Mr. Snobsly was now flailing his arms in “Oh no, I’m going to die” matter. And he would of, if Dr. Incompetenti hadn’t karate chopped his throat, causing Snobsly to throw up a small bit of pipe. Mrs. Snobsly looked mildly disappointed.
”I say!” Mr. Snobsly said,”Thank you doctor!”
”Your quite welcome,” Dr. Incompetenti said,”That’ll be five hundred dollars.”
After the Snobslys left, a new patient walked in. This man had a snake stuck to his ear.
”’Ello,” He said.
”Good morning,” The receptionist said,”Do you have an appointment?”
”Yes,” The man said,”Johnny Outdoorsy?”
”Oh yes,” The receptionist said,”The doctor will be with you.”
Dr. Incompenti walked in with James just after she said that.
”Oh, hello!” Incompetenti said,”Are you aware there is a snake in your ear?”

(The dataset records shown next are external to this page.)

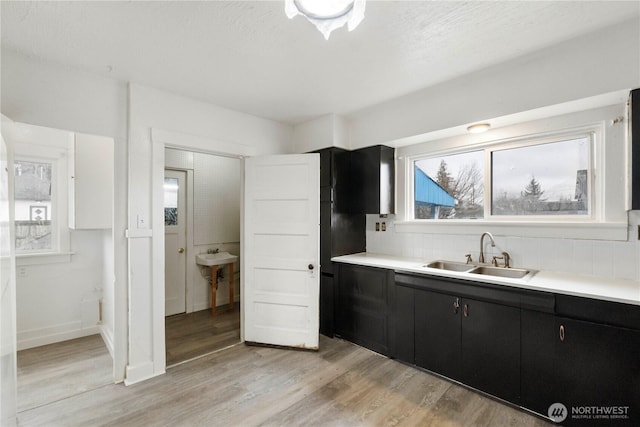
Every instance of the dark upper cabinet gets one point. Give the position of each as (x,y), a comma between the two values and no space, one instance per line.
(373,180)
(341,232)
(634,104)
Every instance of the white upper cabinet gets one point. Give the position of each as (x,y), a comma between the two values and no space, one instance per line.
(91,182)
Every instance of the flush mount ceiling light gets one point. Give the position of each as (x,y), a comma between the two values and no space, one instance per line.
(478,127)
(327,15)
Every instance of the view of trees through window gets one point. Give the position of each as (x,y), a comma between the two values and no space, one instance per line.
(33,208)
(542,179)
(460,176)
(545,179)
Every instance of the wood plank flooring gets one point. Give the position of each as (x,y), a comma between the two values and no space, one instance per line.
(195,334)
(57,371)
(340,385)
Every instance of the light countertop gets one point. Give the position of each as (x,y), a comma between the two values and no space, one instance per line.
(617,290)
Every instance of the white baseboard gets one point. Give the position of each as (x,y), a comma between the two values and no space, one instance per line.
(203,305)
(141,372)
(53,334)
(107,337)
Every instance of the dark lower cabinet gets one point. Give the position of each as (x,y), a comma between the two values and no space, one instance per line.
(438,333)
(362,309)
(327,327)
(537,360)
(402,332)
(490,348)
(597,366)
(474,342)
(534,349)
(593,369)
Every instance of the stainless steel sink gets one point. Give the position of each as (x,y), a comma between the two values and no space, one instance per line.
(511,273)
(449,265)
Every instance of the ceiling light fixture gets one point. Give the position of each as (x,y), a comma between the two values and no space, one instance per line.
(327,15)
(478,127)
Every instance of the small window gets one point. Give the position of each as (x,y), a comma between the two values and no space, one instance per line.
(33,206)
(170,201)
(544,179)
(450,186)
(533,177)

“Oh yeah, mate” Outdoorsy said.
”And, how did that happen?”
”Well, I was walkin’ through the woods, as one does, then I saw this snake, one of the most poisonous in the country. So naturally, I wanted to pick it up. So I did, and then it bit my ear.”
”All right, Dr. Rotagonist will take care of it,”
”What?” James asked,”You think I’m ready?”
”Well, my idiot nephew couldn’t be able to do it, so you’ll do great!” Dr. Incompetenti said.